American academic and activist (born 1976)

Amanda A. Gailey (born March 24, 1976) is an American academic and political activist. She is an associate professor of English at the University of Nebraska–Lincoln. Gailey authored Proofs of Genius in 2015.

== Education ==

Gailey did her undergraduate work at Phillips University and her graduate work at Creighton University and the University of Nebraska–Lincoln.

== Career ==
She worked at Washington University in St. Louis and University of Georgia before joining the faculty at the University of Nebraska–Lincoln. Her work, including Proofs of Genius: Collected Editions from the American Revolution to the Digital Age, focuses on nineteenth-century American literature and textual studies.

=== Activism ===

In 2017 Gailey participated in a protest of Turning Point USA, a national organization that maintains a “professor watch list.” A recruiter for the organization set up a table on the campus of the University of Nebraska–Lincoln and Gailey held a sign that said “Turning Point: Please put me on your watch list.” Another protester, graduate student Courtney Lawton, eventually lost her job for her involvement in the protest, which led to the University being placed on the American Association of University Professors’ censure list for violating Lawton’s academic freedom and due process. Governor Pete Ricketts responded to the protest by taking the unprecedented step of rescinding Gailey’s and Lawton’s Nebraska Admiral awards, which received criticism as being politically vindictive. The protest and response from politicians received considerable media attention, including an episode of This American Life called “My Effing First Amendment” that was broadcast on May 4, 2018.

As the founder and president of Nebraskans Against Gun Violence, Gailey threatened a boycott of First National Bank of Omaha unless the bank ceased its special credit card program with the National Rifle Association. Soon after the bank announced it was discontinuing the program, a number of other corporations also ended their special offers and programs with the gun rights group.

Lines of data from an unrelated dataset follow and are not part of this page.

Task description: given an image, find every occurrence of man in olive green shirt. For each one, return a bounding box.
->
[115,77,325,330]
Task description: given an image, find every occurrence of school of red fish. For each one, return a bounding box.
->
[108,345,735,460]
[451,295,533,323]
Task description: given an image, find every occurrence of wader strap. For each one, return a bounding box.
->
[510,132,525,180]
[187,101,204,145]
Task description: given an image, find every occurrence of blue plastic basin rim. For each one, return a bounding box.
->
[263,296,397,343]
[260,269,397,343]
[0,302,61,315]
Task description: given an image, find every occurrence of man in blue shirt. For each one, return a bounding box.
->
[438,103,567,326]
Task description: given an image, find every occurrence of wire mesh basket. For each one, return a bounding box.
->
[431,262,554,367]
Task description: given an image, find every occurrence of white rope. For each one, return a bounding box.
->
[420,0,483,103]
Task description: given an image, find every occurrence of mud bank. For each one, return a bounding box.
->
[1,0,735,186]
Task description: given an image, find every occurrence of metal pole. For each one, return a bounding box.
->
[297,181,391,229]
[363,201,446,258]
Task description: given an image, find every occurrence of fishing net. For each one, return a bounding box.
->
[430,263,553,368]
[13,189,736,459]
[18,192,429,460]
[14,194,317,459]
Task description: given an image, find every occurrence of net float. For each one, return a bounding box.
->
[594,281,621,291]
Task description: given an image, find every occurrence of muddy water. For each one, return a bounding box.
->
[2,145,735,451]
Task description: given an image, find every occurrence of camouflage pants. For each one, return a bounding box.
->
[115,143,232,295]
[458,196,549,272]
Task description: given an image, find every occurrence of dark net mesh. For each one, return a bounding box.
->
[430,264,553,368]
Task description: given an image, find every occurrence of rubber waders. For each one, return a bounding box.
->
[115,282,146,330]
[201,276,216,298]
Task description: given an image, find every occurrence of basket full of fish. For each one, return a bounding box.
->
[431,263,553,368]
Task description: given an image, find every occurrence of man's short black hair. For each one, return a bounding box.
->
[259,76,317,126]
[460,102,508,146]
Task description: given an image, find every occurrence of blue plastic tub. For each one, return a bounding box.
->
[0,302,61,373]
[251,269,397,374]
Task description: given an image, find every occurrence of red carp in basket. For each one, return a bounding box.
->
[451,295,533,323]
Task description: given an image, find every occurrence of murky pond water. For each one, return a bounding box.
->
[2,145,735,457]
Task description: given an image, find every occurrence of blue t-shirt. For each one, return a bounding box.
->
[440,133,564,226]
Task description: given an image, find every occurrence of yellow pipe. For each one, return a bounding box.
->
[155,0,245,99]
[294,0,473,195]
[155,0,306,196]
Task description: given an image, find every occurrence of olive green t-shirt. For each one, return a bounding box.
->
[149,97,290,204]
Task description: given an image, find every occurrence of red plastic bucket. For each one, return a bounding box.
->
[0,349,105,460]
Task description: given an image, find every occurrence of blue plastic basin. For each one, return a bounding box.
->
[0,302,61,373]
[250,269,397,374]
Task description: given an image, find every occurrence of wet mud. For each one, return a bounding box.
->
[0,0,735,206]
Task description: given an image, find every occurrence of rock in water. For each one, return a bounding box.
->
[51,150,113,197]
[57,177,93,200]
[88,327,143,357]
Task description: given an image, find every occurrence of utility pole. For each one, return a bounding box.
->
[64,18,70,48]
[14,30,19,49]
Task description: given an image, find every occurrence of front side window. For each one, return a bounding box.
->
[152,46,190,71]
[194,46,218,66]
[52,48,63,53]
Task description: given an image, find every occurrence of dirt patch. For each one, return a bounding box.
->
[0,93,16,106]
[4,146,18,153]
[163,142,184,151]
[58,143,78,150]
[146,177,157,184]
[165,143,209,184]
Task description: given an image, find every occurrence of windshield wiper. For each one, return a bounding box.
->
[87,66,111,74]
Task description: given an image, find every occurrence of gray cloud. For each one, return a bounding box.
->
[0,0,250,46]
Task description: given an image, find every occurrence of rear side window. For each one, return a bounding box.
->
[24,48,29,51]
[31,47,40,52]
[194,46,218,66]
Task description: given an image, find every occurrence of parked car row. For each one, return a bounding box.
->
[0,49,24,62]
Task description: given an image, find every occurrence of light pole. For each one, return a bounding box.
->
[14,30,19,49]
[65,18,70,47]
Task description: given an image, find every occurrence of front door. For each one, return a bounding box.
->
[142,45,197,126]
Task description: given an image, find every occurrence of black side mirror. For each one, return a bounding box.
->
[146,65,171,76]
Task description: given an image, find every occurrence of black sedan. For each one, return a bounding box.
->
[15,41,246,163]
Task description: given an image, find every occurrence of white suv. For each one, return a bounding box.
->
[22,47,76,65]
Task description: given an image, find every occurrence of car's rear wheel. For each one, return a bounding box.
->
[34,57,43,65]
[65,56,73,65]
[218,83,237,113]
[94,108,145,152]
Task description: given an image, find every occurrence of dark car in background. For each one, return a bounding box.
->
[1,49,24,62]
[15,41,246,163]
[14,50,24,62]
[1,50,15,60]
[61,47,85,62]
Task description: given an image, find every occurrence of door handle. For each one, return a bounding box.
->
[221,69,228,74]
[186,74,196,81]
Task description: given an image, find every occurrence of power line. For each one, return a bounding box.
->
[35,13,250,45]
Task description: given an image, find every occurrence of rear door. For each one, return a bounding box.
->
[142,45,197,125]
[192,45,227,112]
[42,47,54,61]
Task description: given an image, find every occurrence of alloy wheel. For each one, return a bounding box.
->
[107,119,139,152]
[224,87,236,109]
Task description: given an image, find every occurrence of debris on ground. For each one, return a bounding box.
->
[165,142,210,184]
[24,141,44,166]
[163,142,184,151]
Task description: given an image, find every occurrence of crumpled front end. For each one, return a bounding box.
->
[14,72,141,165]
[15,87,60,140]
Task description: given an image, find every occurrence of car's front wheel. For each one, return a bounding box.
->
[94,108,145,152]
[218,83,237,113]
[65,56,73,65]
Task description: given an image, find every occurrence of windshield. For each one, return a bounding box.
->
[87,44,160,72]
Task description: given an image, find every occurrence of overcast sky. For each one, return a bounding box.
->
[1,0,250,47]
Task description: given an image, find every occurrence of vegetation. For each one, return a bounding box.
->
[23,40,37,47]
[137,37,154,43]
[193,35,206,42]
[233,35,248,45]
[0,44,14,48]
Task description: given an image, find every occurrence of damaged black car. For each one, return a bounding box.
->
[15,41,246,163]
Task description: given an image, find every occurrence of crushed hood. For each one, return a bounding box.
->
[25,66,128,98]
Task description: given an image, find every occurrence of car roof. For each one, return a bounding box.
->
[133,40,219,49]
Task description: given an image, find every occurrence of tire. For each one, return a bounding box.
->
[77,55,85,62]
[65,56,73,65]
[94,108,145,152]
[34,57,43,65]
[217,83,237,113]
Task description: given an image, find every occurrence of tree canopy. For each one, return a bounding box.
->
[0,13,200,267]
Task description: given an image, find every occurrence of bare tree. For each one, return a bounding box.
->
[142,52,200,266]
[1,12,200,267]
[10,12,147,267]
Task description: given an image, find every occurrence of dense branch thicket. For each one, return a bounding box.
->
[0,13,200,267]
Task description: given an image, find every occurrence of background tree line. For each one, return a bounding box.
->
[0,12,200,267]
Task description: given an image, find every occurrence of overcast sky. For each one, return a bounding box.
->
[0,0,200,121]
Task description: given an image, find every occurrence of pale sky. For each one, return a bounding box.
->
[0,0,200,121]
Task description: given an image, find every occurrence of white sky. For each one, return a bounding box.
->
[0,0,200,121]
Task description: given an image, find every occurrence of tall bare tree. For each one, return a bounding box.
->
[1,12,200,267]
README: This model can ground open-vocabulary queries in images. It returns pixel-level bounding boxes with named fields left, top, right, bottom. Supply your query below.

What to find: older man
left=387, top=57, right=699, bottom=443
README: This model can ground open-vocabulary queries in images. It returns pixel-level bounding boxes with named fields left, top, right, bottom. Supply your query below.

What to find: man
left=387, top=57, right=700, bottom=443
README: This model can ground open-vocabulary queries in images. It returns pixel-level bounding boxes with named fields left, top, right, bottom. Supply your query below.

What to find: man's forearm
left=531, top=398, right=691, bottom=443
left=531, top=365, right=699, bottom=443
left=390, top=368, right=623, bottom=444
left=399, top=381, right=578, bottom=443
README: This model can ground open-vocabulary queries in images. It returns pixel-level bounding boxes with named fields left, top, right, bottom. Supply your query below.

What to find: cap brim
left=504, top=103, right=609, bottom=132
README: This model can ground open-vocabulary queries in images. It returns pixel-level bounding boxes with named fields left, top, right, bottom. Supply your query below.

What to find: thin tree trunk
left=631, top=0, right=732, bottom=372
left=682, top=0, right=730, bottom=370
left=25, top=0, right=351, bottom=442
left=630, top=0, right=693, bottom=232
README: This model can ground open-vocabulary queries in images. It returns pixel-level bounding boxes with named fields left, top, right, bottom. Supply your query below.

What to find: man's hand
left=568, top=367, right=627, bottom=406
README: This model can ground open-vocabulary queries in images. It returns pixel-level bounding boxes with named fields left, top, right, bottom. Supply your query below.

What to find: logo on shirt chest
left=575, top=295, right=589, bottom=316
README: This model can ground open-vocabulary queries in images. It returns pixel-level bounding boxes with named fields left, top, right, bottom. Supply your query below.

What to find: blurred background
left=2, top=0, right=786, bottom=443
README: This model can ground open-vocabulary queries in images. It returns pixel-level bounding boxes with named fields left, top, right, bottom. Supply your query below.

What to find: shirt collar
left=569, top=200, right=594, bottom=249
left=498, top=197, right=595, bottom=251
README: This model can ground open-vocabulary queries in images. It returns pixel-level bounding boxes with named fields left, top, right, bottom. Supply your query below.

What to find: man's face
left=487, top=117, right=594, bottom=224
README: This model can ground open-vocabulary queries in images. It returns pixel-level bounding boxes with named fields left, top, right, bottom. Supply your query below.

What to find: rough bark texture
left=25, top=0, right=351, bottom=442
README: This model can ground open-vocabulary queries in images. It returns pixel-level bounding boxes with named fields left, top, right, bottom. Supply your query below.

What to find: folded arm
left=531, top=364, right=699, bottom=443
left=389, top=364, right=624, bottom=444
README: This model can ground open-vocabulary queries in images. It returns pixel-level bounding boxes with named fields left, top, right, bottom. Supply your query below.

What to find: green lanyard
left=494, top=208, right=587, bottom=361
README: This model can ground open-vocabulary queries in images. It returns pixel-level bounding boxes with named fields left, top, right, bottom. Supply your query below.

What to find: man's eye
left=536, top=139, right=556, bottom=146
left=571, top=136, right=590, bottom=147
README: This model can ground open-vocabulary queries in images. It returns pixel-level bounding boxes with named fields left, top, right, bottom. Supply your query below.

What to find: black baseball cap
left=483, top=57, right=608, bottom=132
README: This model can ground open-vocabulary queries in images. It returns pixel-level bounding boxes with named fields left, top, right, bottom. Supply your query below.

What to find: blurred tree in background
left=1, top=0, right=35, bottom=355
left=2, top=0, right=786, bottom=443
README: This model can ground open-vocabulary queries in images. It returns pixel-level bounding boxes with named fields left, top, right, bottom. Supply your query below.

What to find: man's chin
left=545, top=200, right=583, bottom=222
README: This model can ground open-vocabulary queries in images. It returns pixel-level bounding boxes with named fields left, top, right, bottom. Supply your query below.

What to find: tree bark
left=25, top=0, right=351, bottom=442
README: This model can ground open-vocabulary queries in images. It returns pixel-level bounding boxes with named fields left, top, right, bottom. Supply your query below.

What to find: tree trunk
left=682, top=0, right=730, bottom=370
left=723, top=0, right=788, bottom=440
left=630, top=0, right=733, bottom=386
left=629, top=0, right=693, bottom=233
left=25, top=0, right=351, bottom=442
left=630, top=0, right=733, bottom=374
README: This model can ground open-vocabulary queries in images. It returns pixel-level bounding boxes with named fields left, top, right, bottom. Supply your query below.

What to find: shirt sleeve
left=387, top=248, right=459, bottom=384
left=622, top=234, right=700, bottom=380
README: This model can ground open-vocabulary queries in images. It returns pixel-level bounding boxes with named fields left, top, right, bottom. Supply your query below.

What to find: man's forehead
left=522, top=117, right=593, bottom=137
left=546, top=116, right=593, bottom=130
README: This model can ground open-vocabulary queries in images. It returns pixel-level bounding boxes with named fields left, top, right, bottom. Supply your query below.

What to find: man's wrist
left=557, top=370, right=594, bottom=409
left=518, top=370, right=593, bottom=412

In 2018 Gailey and Catherine Koebel organized a protest in Alexandria, Virginia, that targeted Chris W. Cox, who was then the chief lobbyist of the National Rifle Association. The protest was controversial for implicating Cox's wife's business and because the protesters held a graphic gunshot image on the public sidewalk in front of Cox's home.

Gailey contributes to the political blog Seeing Red Nebraska.